Solovey Guillermo, Alonso Leandro M, Yanagawa Toru, Fujii Naotaka, Magnasco Marcelo O, Cecchi Guillermo A, Proekt Alex
Laboratories of Mathematical Physics and Integrative Neuroscience Laboratory, Buenos Aires, Argentina, Instituto de Cálculo, Faculty of Natural Sciences, University of Buenos Aires (C1428EGA), Buenos Aires, Argentina.
Laboratories of Mathematical Physics and.
J Neurosci. 2015 Jul 29;35(30):10866-77. doi: 10.1523/JNEUROSCI.4895-14.2015.
What aspects of neuronal activity distinguish the conscious from the unconscious brain? This has been a subject of intense interest and debate since the early days of neurophysiology. However, as any practicing anesthesiologist can attest, it is currently not possible to reliably distinguish a conscious state from an unconscious one on the basis of brain activity. Here we approach this problem from the perspective of dynamical systems theory. We argue that the brain, as a dynamical system, is self-regulated at the boundary between stable and unstable regimes, allowing it in particular to maintain high susceptibility to stimuli. To test this hypothesis, we performed stability analysis of high-density electrocorticography recordings covering an entire cerebral hemisphere in monkeys during reversible loss of consciousness.

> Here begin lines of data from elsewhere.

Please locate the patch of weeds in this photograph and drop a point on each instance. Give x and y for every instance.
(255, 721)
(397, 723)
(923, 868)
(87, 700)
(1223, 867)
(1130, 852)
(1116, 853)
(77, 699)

We show that, during loss of consciousness, the number of eigenmodes at the edge of instability decreases smoothly, independently of the type of anesthetic and specific features of brain activity. The eigenmodes drift back toward the unstable line during recovery of consciousness. Furthermore, we show that stability is an emergent phenomenon dependent on the correlations among activity in different cortical regions rather than signals taken in isolation. These findings support the conclusion that dynamics at the edge of instability are essential for maintaining consciousness and provide a novel and principled measure that distinguishes between the conscious and the unconscious brain.
What distinguishes brain activity during consciousness from that observed during unconsciousness? Answering this question has proven difficult because neither consciousness nor lack thereof have universal signatures in terms of most specific features of brain activity. For instance, different anesthetics induce different patterns of brain activity. We demonstrate that loss of consciousness is universally and reliably associated with stabilization of cortical dynamics regardless of the specific activity characteristics. To give an analogy, our analysis suggests that loss of consciousness is akin to depressing the damper pedal on the piano, which makes the sounds dissipate quicker regardless of the specific melody being played. This approach may prove useful in detecting consciousness on the basis of brain activity under anesthesia and other settings.
神经元活动的哪些方面能区分有意识的大脑和无意识的大脑?自神经生理学早期以来,这一直是一个备受关注和争论的话题。然而,正如任何一位执业麻醉师都能证明的那样,目前还不可能根据大脑活动可靠地区分有意识状态和无意识状态。在这里,我们从动力系统理论的角度来探讨这个问题。我们认为,大脑作为一个动力系统,在稳定和不稳定状态之间的边界处进行自我调节,这尤其使它能够保持对刺激的高敏感性。为了验证这一假设,我们对猴子在可逆性意识丧失期间覆盖整个大脑半球的高密度皮层脑电图记录进行了稳定性分析。我们发现,在意识丧失期间,不稳定边缘的本征模数量会平稳减少,这与麻醉类型和大脑活动的具体特征无关。在意识恢复过程中,本征模会向不稳定线漂移回来。此外,我们还表明,稳定性是一种涌现现象,它依赖于不同皮层区域活动之间的相关性,而不是孤立的信号。这些发现支持了这样的结论,即不稳定边缘的动力学对于维持意识至关重要,并提供了一种区分有意识和无意识大脑的新颖且有原则的方法。
意识状态下的大脑活动与无意识状态下观察到的大脑活动有何不同?事实证明,回答这个问题很困难,因为就大脑活动的大多数具体特征而言,意识和无意识都没有通用的特征。例如,不同的麻醉剂会诱发不同的大脑活动模式。我们证明,无论具体的活动特征如何,意识丧失都普遍且可靠地与皮层动力学的稳定相关。打个比方,我们的分析表明,意识丧失类似于踩下钢琴的延音踏板,这会使声音更快消散,而不管正在弹奏的具体旋律如何。这种方法可能在基于麻醉和其他情况下的大脑活动检测意识方面证明是有用的。